A Treasury spokesperson told the Mirror: “We are reforming the cash ISA to encourage more people to invest in stocks and shares – which have historically performed better than cash savings – and we have retained the generous £20,000 tax-free limit. These changes will make people better off and will not require anyone to move existing savings from their Cash ISA. The vast majority of savers will continue to pay no tax on their savings and HMT and HMRC are working at pace with industry on the detailed rules and will update on next steps in due course.”
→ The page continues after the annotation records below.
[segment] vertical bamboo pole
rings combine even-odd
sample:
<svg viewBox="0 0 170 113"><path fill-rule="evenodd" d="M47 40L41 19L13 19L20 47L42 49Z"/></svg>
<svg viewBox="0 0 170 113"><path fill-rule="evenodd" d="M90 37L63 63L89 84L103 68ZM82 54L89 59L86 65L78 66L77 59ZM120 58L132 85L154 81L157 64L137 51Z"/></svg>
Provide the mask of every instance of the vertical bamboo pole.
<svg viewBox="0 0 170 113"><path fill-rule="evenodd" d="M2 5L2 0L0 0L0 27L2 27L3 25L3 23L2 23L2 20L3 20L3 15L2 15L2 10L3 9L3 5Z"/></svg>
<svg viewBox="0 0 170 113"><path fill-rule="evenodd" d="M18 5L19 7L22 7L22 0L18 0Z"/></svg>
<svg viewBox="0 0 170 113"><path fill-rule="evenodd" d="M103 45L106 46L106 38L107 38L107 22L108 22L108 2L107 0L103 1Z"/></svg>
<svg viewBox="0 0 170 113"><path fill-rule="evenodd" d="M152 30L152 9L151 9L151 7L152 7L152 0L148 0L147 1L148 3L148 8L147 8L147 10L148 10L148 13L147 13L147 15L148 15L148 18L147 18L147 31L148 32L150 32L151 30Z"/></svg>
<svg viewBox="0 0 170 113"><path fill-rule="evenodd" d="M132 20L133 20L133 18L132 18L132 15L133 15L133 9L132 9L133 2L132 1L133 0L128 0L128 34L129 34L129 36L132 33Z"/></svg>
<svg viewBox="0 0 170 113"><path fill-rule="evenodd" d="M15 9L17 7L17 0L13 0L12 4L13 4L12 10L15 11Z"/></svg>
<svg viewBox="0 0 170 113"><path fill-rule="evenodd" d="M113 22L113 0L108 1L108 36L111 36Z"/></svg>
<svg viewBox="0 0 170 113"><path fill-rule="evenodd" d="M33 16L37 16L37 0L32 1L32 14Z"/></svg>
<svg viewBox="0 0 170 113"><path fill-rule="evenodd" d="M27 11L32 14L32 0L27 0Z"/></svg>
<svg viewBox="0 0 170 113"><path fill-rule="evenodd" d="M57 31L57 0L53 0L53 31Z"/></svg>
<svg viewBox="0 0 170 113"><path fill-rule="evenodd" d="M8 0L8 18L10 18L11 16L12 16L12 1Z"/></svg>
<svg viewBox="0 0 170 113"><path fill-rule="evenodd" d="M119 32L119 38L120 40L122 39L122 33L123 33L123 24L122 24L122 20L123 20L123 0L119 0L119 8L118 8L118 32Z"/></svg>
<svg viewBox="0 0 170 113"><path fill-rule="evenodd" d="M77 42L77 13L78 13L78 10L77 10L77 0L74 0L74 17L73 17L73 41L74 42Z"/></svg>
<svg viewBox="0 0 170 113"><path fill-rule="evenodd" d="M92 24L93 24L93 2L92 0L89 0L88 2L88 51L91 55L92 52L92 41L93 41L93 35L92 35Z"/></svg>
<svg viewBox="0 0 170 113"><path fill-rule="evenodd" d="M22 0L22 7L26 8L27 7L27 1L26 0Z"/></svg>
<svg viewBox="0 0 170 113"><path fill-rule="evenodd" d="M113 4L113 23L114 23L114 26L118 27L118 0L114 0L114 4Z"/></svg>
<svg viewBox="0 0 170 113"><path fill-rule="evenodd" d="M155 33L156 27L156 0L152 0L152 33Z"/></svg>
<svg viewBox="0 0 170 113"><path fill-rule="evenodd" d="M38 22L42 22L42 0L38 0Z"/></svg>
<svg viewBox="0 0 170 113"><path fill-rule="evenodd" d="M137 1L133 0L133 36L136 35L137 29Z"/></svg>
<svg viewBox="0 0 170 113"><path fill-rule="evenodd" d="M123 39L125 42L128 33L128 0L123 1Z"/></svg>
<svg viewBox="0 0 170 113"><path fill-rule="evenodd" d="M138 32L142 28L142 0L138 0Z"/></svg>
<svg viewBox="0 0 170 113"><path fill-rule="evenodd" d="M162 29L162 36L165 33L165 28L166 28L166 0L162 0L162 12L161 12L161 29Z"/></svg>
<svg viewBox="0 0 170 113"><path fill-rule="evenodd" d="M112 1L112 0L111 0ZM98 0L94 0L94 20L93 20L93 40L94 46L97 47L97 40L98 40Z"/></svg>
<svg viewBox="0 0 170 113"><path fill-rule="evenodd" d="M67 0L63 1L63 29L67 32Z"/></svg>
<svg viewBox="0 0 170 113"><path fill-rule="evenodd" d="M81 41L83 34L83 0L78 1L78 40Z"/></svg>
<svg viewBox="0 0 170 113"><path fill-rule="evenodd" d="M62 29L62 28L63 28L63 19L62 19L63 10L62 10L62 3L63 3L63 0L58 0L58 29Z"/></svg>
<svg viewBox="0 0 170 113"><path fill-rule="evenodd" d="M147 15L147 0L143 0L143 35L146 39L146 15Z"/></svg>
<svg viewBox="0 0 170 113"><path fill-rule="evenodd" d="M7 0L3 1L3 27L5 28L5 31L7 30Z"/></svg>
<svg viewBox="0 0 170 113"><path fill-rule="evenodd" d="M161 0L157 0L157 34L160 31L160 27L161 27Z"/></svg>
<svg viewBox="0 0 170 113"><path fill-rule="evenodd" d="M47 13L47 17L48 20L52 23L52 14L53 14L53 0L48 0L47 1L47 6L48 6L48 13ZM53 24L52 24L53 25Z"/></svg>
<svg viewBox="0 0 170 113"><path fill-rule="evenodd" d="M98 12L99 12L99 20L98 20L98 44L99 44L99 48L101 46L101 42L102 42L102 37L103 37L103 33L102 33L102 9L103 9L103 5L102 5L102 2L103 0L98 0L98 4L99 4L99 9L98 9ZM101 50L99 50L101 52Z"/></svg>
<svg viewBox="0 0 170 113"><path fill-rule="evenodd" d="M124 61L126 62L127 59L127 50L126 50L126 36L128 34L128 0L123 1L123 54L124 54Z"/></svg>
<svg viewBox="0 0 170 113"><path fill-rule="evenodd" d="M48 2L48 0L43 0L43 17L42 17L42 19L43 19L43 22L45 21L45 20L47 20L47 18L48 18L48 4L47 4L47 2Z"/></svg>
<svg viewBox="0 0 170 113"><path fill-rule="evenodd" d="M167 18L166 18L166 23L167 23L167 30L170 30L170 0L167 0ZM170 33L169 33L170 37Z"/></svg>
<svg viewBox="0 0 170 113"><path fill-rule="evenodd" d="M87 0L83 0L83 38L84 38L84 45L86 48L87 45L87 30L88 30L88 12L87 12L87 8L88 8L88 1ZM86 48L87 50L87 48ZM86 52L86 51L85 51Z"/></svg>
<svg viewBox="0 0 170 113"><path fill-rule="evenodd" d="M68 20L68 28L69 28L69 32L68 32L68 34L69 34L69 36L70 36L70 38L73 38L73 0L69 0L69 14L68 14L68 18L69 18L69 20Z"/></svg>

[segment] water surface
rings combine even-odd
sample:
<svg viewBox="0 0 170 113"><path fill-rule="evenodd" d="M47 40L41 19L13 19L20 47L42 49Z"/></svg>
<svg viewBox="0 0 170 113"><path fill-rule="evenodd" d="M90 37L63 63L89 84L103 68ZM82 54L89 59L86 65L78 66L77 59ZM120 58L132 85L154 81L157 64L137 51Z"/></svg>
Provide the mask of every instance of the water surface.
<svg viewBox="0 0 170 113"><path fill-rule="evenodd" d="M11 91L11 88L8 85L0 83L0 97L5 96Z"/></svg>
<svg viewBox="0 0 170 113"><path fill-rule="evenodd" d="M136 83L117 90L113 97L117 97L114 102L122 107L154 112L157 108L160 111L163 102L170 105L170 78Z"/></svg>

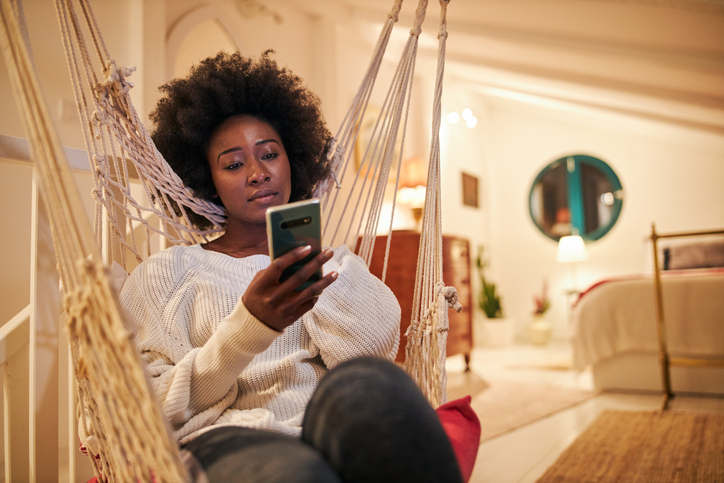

Tax Rate Increases on Savings Interest

In addition to the ISA reforms, the tax rates on savings interest earned outside ISAs will rise from April 2027. For basic-rate taxpayers, the 20% tax rate on interest exceeding £1,000 per year will increase to 22%. Higher-rate taxpayers currently pay 40% on interest above £500 annually, which will rise to 42%. Additional-rate taxpayers will see their rate increase from 45% to 47% on all savings interest. These changes apply to savings interest earned above the respective thresholds.

ISAs remain a tax-efficient savings vehicle, with main types including cash ISAs, stocks and shares ISAs, Lifetime ISAs, and innovative finance ISAs. Junior ISAs are available for children. Some ISAs have lower annual limits; for instance, the Lifetime ISA cap is £4,000 per tax year.